Crucially, the Tribunal also found that there had been numerous procedural failings on the part of the employer during its disciplinary process. In particular, Ms Mbuyi was asked general questions about her beliefs during the disciplinary hearing and her responses were then used to support the dismissal. As a result of these procedural failings, the Tribunal took the view that a prima facie case of discrimination had been shown and the burden of proof then moved to the employer to show that their action, in dismissing Ms Mbuyi, was not discriminatory.
While upholding Ms Mbuyi's discrimination claim, the Tribunal did make it clear that inappropriate manifestation of religious beliefs could, in some circumstances, be a fair reason for dismissal.

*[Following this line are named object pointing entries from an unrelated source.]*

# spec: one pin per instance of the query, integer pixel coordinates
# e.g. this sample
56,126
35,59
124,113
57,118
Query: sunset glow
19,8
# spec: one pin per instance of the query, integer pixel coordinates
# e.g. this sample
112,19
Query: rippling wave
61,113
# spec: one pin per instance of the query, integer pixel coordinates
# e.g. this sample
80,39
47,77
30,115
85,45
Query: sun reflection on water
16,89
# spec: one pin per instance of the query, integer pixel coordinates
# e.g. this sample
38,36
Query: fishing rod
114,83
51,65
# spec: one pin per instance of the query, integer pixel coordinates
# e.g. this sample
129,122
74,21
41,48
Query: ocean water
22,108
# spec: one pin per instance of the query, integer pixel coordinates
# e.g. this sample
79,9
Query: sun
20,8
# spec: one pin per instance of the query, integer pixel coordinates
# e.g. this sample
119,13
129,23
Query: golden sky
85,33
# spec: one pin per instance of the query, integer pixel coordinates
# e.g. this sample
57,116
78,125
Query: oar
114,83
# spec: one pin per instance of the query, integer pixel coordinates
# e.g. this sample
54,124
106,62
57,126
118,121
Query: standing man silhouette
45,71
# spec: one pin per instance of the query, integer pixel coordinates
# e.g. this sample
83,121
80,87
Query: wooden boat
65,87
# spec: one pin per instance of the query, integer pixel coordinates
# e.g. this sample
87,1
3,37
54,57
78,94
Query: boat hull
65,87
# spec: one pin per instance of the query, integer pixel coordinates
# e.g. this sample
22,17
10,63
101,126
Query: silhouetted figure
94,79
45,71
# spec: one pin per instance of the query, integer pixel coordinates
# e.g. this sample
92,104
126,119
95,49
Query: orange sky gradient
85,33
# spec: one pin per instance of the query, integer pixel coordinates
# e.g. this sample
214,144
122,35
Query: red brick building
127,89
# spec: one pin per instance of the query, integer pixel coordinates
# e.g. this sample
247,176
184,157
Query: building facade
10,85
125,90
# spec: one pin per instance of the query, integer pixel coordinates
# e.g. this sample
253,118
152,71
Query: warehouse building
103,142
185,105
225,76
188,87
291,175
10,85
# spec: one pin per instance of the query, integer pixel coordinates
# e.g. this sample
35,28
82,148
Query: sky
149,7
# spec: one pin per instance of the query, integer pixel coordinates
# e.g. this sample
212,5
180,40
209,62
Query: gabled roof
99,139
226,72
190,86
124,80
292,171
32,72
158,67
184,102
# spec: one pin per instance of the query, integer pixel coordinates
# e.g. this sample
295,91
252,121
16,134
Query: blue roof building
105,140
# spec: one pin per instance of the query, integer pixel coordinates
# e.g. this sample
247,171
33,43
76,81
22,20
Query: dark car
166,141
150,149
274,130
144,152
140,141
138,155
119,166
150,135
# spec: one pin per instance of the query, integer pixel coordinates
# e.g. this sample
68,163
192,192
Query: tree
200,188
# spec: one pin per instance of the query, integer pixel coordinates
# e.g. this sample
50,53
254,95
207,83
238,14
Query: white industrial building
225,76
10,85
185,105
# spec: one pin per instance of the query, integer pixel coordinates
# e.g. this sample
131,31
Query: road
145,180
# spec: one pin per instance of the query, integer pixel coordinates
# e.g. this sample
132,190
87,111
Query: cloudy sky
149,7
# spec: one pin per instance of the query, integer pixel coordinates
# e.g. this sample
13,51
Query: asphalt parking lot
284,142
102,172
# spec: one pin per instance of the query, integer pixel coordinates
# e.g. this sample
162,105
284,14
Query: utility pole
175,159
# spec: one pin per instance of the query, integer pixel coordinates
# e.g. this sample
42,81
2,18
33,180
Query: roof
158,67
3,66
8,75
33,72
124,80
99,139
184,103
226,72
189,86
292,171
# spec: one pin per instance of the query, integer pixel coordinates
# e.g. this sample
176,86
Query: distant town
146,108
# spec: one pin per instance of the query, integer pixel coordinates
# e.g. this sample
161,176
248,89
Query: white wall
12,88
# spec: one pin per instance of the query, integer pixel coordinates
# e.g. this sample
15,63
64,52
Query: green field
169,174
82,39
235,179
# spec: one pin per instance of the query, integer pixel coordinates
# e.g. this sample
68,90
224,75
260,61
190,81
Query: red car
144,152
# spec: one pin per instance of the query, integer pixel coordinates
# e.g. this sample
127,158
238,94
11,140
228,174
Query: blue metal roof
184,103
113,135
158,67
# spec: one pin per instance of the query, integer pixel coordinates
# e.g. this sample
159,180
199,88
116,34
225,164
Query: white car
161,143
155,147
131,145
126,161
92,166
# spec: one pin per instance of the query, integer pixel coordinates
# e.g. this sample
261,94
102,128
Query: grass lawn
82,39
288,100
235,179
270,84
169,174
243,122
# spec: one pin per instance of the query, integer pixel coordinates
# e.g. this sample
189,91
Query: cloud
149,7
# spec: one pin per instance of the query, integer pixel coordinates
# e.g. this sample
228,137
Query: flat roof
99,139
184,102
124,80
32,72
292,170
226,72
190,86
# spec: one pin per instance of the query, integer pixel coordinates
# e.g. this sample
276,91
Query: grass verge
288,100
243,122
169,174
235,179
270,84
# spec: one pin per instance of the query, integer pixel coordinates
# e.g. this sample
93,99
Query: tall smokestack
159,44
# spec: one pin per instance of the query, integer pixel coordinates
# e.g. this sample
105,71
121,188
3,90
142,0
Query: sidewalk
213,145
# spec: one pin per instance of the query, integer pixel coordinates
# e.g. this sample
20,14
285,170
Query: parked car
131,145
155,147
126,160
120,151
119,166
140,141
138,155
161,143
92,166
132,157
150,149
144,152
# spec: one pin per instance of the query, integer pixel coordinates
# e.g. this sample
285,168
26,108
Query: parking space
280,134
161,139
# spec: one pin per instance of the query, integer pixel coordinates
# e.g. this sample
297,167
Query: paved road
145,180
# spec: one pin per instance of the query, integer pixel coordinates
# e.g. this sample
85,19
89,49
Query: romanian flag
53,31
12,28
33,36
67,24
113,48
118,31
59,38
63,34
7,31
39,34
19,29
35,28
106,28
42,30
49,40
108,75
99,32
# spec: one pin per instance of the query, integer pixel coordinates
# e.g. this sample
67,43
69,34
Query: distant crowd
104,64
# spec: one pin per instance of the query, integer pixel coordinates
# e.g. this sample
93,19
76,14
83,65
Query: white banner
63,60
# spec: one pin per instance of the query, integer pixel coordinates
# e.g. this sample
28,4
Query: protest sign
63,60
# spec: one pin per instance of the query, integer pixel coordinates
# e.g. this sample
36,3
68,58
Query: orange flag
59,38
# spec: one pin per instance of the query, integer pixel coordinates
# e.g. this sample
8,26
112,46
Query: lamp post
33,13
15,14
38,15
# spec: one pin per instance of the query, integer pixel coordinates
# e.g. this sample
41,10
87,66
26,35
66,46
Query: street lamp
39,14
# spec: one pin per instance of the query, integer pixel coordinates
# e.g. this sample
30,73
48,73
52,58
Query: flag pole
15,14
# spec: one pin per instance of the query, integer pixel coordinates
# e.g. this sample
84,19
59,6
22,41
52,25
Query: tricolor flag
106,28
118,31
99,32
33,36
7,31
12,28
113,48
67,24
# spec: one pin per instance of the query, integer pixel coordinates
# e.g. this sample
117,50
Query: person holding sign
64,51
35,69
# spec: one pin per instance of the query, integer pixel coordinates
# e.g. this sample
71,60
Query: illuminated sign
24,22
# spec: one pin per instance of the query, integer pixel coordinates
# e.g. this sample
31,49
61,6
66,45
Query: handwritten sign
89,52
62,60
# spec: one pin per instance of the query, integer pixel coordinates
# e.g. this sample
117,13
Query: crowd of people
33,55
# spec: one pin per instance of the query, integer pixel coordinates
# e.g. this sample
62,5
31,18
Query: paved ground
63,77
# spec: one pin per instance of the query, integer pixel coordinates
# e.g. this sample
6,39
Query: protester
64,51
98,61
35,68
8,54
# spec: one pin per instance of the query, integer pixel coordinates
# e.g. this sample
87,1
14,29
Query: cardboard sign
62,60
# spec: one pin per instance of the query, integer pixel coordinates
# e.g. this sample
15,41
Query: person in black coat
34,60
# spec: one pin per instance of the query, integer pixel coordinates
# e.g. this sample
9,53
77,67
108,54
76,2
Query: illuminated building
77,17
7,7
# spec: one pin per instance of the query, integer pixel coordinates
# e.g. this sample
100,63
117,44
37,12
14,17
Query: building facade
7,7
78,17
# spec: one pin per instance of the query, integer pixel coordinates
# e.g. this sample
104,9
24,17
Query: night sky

This is not the first time that the Tribunal has had to grapple with the issue of balancing an employee's right to hold and express religious beliefs and the rights of others in the work place. In the case of McFarlane v. Relate Avon Limited, a Christian relationship counsellor was dismissed because he did not feel he could provide "psycho-sexual counselling" to same-sex couples as it conflicted with his religious beliefs. The Tribunal in that case found that the employer held a legitimate aim of providing all counselling services to all sections of the community regardless of their sexual orientation and therefore the Tribunal concluded that his dismissal was fair. The Employment Appeal Tribunal agreed and held that the employer should not have to change their practices and policies due to an employee's failure to comply with policies that are fundamental to the employer's ethos, that being their equal opportunities policy.
A more recent case in 2013 demonstrates the further difficulties presented where the expression of religious belief occurs on social media, outwith work. In the case of Smith v. Trafford Housing Association, Mr Smith was a practising Christian who held a managerial position with Trafford Housing Association. He commented on Facebook that the fact gay church marriages were set to be approved was an "equality too far". The Company launched disciplinary investigations which resulted in a finding of gross misconduct, Mr Smith's demotion and a reduction in his pay. The main question arising from this case was whether Mr Smith's postings on social media amounted to a breach of the Company's Code of Conduct and/or their Equal Opportunities Policy. The High Court in this case held that there was no reputational damage to the employer and that the comments made could not have brought the company into disrepute in any way. The Court highlighted the fact that it was clear that Mr Smith used Facebook for personal and social reasons and not in a work-related context. The Court also said that individuals have the right to promote their religious and political beliefs (as long as this is done lawfully) and although employers can legitimately prohibit these activities in the work place or within a work-related context, they would find it much harder to prove their legitimacy in restricting such activities in the employee's personal life.
The key point for employers to take from these cases, is that it will very much depend on the particular facts of the case, whether or not an employee's manifestation of their religion can justify disciplinary action and therefore, knee jerk reactions must be avoided.